Economia - 26 febbraio 2026, 14:43

Da Genova a Singapore, il modello Tuas per i moli del futuro: "Automazione e spazi ottimizzati per i nostri porti"

Missione in Asia per il Presidente AdSP Paroli e il Viceministro Rixi: visita al terminal container più avanzato del mondo. "La tecnologia è la chiave per far crescere il sistema ligure"

La missione istituzionale a Singapore del Presidente dell’Autorità di Sistema Portuale del Mar Ligure Occidentale Matteo Paroli e del Viceministro delle Infrastrutture e dei Trasporti Edoardo Rixi è proseguita con la visita al terminal container PSA di Tuas, uno dei più avanzati progetti portuali al mondo in termini di automazione, digitalizzazione e sostenibilità, e con un incontro presso la residenza dell’Ambasciatore d’Italia a Singapore, Dante Brandi. 

Durante la visita al terminal di Tuas, la delegazione italiana ha approfondito il funzionamento del centro di controllo operativo e dei sistemi automatizzati di movimentazione dei container, basati su mezzi elettrici, gestione digitale integrata e pianificazione centralizzata delle operazioni. Il terminal, destinato a essere completato entro il 2040, rappresenta un modello di riferimento per l’evoluzione dei grandi hub portuali internazionali.

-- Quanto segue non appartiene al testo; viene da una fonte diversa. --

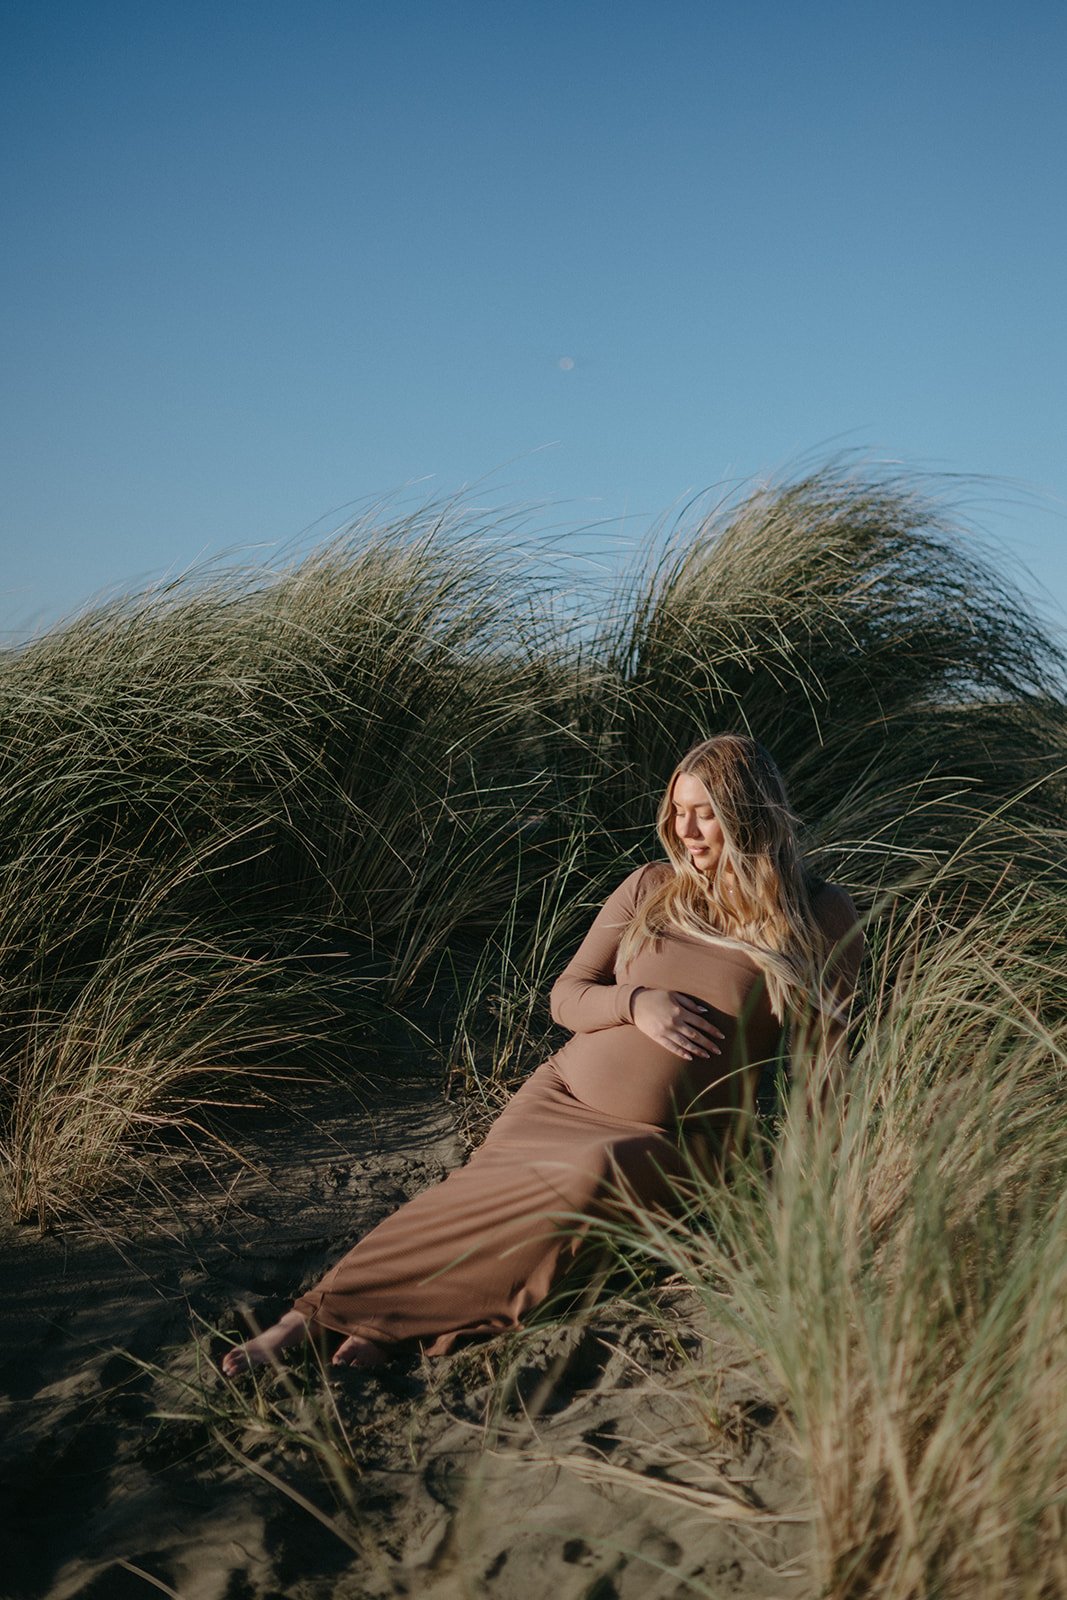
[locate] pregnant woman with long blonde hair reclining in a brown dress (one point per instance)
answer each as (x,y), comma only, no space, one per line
(676,999)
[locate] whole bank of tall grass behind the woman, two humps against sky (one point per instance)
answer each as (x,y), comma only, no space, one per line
(258,822)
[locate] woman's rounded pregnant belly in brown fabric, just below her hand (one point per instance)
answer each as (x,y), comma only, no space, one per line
(623,1073)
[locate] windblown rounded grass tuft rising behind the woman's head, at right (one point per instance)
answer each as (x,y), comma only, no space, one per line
(900,681)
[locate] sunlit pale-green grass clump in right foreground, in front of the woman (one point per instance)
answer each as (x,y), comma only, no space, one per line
(903,1279)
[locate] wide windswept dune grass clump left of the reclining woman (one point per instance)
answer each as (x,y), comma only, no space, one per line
(244,818)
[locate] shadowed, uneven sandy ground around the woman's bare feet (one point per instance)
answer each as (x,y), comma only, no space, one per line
(615,1457)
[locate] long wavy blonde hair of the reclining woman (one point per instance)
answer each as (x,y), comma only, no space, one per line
(769,914)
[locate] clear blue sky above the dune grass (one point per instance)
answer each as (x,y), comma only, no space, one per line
(266,260)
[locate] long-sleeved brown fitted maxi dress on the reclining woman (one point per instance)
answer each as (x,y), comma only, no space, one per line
(597,1127)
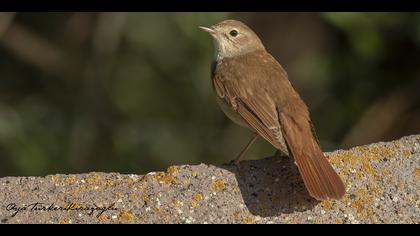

«Il terminal di Tuas mostra con grande concretezza cosa richiede oggi e per il futuro il mercato mondiale della logistica e ci indica chiaramente quale sarà la direzione di sviluppo dei porti nei prossimi decenni», ha dichiarato il Presidente dell’Autorità di Sistema Portuale del Mar Ligure Occidentale Matteo Paroli. «L’integrazione tra infrastrutture, automazione e sistemi digitali è la condizione per aumentare l’efficienza operativa e migliorare la sostenibilità delle attività portuali».

Il confronto con l’esperienza di Singapore si inserisce nel percorso di trasformazione già avviato nel sistema portuale del Mar Ligure Occidentale, sostenuto da oltre 3,6 miliardi di euro di investimenti pubblici e da un rilevante contributo di capitali privati, orientati allo sviluppo delle infrastrutture e all’innovazione tecnologica. 

«Anche nei nostri porti stiamo costruendo le condizioni per una crescita fondata sulla qualità degli investimenti e sull’innovazione tecnologica», ha proseguito Paroli. «La competitività non dipende soltanto dagli spazi disponibili ma dalla capacità di organizzare meglio quelli esistenti, attraverso infrastrutture moderne, connessioni efficienti e sistemi operativi più avanzati. Nei porti di Genova, Pra’ e Savona operiamo in un contesto urbano complesso e questo richiede un modello di sviluppo basato sull’efficienza e sull’innovazione, sempre in assoluta sinergia con gli imprenditori privati e gli armatori», ha aggiunto Paroli. «Le nuove tecnologie permettono contemporaneamente di aumentare i volumi movimentati, migliorare l’organizzazione dei flussi e ridurre le emissioni e le interferenze con la città, a tutto benefico del contenimento dell’impatto ambientale».

Nel corso della missione la delegazione italiana è stata inoltre ricevuta presso la residenza dell’Ambasciatore d’Italia a Singapore, Dante Brandi, in un incontro dedicato al ruolo dei porti italiani nelle reti logistiche globali e alle prospettive di collaborazione economica tra Italia e Singapore nei settori della logistica e delle infrastrutture portuali.

La visita al terminal di Tuas ha rappresentato la tappa conclusiva della missione istituzionale a Singapore, avviata con la firma dell’accordo strategico tra l’Autorità di Sistema Portuale del Mar Ligure Occidentale e PSA Italia che prevede investimenti pari a un miliardo di dollari nel terminal PSA Genova Pra’ per l’adeguamento infrastrutturale e l’implementazione di sistemi tecnologici avanzati, quali le Automated Stacking Cranes (ASC) e mezzi totalmente elettrici, consentendo di incrementare in modo significativo la capacità operativa con un uso più efficiente degli spazi e un minore consumo di territorio.